Awangardowa wokalistka i aktorka Maria Peszek znów prowokuje. Artystka zatytułowała swoją nadchodzącą płytę "Jezus Maria Peszek".

Szokowanie publiczności wychodzi Marii Peszek nader łatwo, przy czym robi to w sposób na tyle dwuznaczny, że trudno zarzucić jej brak wrażliwości czy dobrego smaku. Artystka, uwielbiająca gry słowne i zabawy językowe od początku swojej działalności artystycznej szczodrze korzysta z języka polskiego. Najnowszy album Peszek, który ukaże się już 3 października również wpisze się w dotychczasową konwencję - "Jezus Maria Peszek", choć pozornie jest przykładem świętokradztwa, w istocie jest kolejnym słownym żartem artystki.

Na swojej najnowszej płycie Maria Peszek sięga po sprawdzone środki wyrazu, ale bez epatowania seksem i wulgaryzmami. W 10 piosenkach, jakie trafią na krążek "Jezus Maria Peszek" artystka zajrzy w głąb własnej jaźni, co uczyni z nich najbardziej osobisty zbiór muzycznych historyjek, jakie podpisała własnym nazwiskiem. Ostateczny kształt płycie nadał jej producent i współautor kompozycji, Michał "Fox" Król, który pracował wcześniej m.in. z Reni Jusis.

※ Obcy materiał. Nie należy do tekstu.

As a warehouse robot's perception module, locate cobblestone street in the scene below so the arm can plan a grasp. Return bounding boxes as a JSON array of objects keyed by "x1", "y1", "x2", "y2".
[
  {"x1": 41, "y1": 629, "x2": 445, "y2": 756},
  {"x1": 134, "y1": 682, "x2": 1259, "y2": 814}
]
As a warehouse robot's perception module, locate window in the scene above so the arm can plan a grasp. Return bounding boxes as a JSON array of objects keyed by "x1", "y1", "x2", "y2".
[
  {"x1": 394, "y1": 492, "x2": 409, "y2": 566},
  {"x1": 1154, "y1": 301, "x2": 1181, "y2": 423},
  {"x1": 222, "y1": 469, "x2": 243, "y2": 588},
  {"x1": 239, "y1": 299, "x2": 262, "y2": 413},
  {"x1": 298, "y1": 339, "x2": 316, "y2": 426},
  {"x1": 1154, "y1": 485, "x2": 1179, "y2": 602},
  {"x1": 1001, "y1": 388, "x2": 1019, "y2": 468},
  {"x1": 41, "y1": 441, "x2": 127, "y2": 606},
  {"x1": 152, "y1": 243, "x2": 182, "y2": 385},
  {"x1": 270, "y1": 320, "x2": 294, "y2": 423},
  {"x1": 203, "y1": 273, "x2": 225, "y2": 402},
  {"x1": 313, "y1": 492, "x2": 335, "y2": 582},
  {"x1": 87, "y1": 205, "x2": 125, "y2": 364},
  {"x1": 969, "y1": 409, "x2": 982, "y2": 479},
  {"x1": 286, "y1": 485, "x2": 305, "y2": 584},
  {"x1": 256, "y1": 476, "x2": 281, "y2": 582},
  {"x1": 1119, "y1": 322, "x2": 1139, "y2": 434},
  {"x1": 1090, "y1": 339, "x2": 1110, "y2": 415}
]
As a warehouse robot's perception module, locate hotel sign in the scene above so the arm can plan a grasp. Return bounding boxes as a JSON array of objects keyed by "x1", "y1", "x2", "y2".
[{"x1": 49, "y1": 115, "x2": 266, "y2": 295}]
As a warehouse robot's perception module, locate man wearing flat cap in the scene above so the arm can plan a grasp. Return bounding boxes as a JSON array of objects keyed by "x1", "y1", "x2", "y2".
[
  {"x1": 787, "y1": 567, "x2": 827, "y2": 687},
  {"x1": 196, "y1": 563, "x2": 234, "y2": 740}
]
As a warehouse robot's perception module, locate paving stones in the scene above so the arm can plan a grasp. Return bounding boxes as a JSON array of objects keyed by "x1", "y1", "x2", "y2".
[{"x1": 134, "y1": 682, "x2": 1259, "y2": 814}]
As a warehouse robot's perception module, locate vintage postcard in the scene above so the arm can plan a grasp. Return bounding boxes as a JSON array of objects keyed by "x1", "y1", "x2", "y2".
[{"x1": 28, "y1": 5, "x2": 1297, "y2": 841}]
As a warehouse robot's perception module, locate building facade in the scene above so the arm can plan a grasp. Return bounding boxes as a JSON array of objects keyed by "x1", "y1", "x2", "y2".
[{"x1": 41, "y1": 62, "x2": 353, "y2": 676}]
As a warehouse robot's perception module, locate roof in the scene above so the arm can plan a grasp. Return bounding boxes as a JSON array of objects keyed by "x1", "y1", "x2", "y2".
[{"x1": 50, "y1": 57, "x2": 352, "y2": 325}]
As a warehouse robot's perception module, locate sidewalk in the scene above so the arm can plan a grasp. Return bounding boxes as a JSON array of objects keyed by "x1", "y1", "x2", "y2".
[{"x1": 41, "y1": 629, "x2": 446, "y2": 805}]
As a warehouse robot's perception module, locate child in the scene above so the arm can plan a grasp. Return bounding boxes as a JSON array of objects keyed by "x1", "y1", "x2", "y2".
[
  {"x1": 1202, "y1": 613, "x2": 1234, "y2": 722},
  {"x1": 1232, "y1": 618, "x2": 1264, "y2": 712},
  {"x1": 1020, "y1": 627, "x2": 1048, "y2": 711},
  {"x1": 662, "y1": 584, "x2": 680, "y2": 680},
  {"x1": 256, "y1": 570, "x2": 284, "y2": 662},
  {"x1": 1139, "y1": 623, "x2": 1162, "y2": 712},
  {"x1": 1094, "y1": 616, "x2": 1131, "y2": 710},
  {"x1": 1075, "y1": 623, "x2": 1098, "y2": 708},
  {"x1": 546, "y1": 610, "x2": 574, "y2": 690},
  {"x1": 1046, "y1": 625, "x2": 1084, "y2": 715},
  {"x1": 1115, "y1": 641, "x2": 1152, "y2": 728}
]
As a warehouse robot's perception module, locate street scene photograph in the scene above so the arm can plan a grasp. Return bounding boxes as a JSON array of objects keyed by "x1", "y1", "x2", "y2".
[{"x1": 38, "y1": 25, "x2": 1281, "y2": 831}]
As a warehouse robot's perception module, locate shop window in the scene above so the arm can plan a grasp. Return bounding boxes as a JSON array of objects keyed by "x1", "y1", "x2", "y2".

Maria Peszek urodziła się w 1973 r. we Wrocławiu. Jako aktorka zadebiutowała w 1984 r. w serialu "Rozalka Olaboga". Po skończeniu Państwowej Wyższej Szkoły Teatralnej zaczęła pojawiać się w filmach, jednocześnie nie rezygnując z ról teatralnych. W 2005 r. zajęła się muzyką. Debiutancki krążek "Miasto mania" odniósł wielki sukces artystyczno-komercyjny. Kolejne muzyczne projekty Marii Peszek - epka "ManiaSiku" i album "Maria-Awaria" umocniły jej pozycję na polskim rynku fonograficznym.